I love just about everything Doug Jones does. If anyone needed to play the uncoordinated, some what headless , reanimated Billy Butcherson, it’s this gangly king of make up.
3. CG Binks the cat
I am pretty hard on computer generated effects. I think, especially when you consider that this movie came out in 1993, that the animation done on Binx the cat is probably still some of the most convincing I’ve seen. In general, having animal’s mouths actually move is a bad choice, but Binx’s speech is pretty seamless and believable. Of course, it helps that his mouth is black, obscuring a lot of the mistakes that might have otherwise been seen. Also, shots of a real cat were cleverly used for the majority of Binx’s scenes, relying on CG only for the moments whenever he had to be seen speaking. An animatronic cat doll was also used for the scene when he is run over, and re-inflates.
4. The spell book
Winnifred’s spell book looks perfectly evil, with its human flesh binding and rolling eyeball. It truly smacks of The Evil Dead’s Necronomicon. I love that Winnie needs her book, and her book seems to need her as well, floating away at her beck and call.
5. The bullies
Dumb bullies are the best bullies, and let’s face it, Max really needs someone to keep his Hollywood ego in check. Ice and Jay are the perfect idiots, with just the right hint of 90’s style. Even though their styles do not compliment each other, Ernie gets “Ice” shaved into his head in order to lay claim to his new nickname, which he has clearly given himself, so I’m willing to forgive how the clash of grunge and hip-hop looks between them. (seriously though, these two are like an after school special).
6. The story was written by Mick Garris
Mick Garris is a name known well in horror, but it’s a name that comes with goofy comedy attached. He’s simultaneously responsible for really ridiculous movies like Critters, and serious horror like The Stand and Masters of Horror television series, and Sleepwalkers. He’s a name that basically pops up in unexpected places, and lots of times is an indication of good things.
7. Sarah’s song spell
I can totally believe small children would be enchanted by this song. I’m not sure why the Sanderson sisters didn’t reap its benefits earlier in the film. Also, even though I’m not a Sarah Jessica Parker fan, she does look fantastically magical as she flies on her broomstick with her cloak billowing in the breeze.

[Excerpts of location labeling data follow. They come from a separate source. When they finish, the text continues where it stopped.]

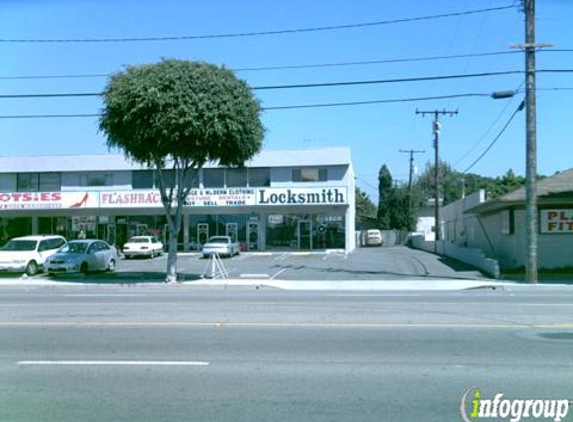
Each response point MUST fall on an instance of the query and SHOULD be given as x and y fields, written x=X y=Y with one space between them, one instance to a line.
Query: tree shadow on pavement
x=123 y=277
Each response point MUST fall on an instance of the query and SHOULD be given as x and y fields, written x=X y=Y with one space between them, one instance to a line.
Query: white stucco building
x=281 y=200
x=497 y=226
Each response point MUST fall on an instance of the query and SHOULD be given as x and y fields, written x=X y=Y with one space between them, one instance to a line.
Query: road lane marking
x=277 y=273
x=383 y=303
x=111 y=363
x=219 y=324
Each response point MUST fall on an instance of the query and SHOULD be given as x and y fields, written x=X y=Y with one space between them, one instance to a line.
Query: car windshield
x=20 y=245
x=139 y=240
x=79 y=247
x=218 y=240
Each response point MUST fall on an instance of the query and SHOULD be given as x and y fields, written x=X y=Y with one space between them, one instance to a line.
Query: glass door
x=253 y=236
x=304 y=234
x=231 y=230
x=202 y=233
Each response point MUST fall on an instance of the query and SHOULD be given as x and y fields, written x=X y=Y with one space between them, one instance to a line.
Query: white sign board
x=302 y=196
x=220 y=197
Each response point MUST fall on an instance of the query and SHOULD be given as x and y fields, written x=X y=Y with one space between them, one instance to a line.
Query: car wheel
x=84 y=268
x=31 y=268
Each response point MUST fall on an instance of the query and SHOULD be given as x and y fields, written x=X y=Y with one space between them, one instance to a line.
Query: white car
x=28 y=254
x=373 y=237
x=143 y=246
x=221 y=245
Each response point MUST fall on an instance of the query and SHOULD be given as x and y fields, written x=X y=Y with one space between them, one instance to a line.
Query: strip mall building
x=280 y=200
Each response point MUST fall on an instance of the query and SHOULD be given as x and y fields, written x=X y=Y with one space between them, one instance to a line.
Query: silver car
x=221 y=245
x=82 y=256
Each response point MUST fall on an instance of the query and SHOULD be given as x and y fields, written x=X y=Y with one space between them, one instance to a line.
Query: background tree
x=384 y=198
x=175 y=116
x=365 y=210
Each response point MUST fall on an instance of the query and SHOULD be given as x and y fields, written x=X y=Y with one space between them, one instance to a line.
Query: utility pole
x=531 y=141
x=411 y=152
x=436 y=129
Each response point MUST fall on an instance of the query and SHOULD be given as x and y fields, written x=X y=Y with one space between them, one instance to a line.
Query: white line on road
x=112 y=362
x=105 y=295
x=277 y=273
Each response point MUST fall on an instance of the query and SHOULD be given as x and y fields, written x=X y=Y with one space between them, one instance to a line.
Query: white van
x=27 y=254
x=373 y=237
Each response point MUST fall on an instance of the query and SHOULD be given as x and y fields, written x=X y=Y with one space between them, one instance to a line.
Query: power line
x=316 y=85
x=305 y=66
x=338 y=104
x=290 y=67
x=254 y=34
x=486 y=133
x=295 y=86
x=357 y=103
x=521 y=107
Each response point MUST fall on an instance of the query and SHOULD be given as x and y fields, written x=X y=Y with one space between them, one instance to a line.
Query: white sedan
x=220 y=245
x=143 y=246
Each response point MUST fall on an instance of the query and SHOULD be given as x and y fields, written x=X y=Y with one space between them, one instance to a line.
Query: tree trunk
x=171 y=276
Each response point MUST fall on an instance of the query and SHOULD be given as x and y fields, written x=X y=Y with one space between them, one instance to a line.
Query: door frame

Every little girl needs a role model like Allison. She’s smart, and knows all about Halloween. She’s clever, and burns Max by giving his own phone number back to him. She’s pretty, but not overdone (I want every single one of her sweaters). She’s nice to kids, and even goes to her parent’s “boring” Halloween party because it’s the polite thing to do. When things start to get real, she tricks the Sanderson sisters on more than one occasion, and even knows to use a ring of salt to protect herself. To top it all off, even though she likes Max, we never see her kiss him. Home girl knows what’s up.
9. The musical number
I generally don’t like musical numbers, but Bette Midler’s “I Put a Spell on You” might be the best version of the song ever recorded. I know, I know, Screamin Jay Hawkins is amazing…but have you ever seen him sing the song in front of a skeleton band? Ok…maybe it’s not the best version of the song ever recorded, but it’s worth noting that I usually want to remove most of the musical numbers in Disney movies in general. I’m good with this song, and I think it’s an integral part of the movie.
10. The story feels like real mythology
I could go to a small town in New England, hear the story of the Sanderson Sisters, and believe it as a real piece of the town’s verbal history. From the manner in which the witches were hung and swore their return, to the fact that a virgin must light the black flame candle, and in the tiny detail that the witches have to work their child murder magic before the sun comes up; it all feels like a real piece of American folk story telling. In this lies the major success of Hocus Pocus. Garris and Kirschner didn’t reinvent the wheel with their story, but they did give it a modern spin, and used that element to their comedic advantage. Perfection.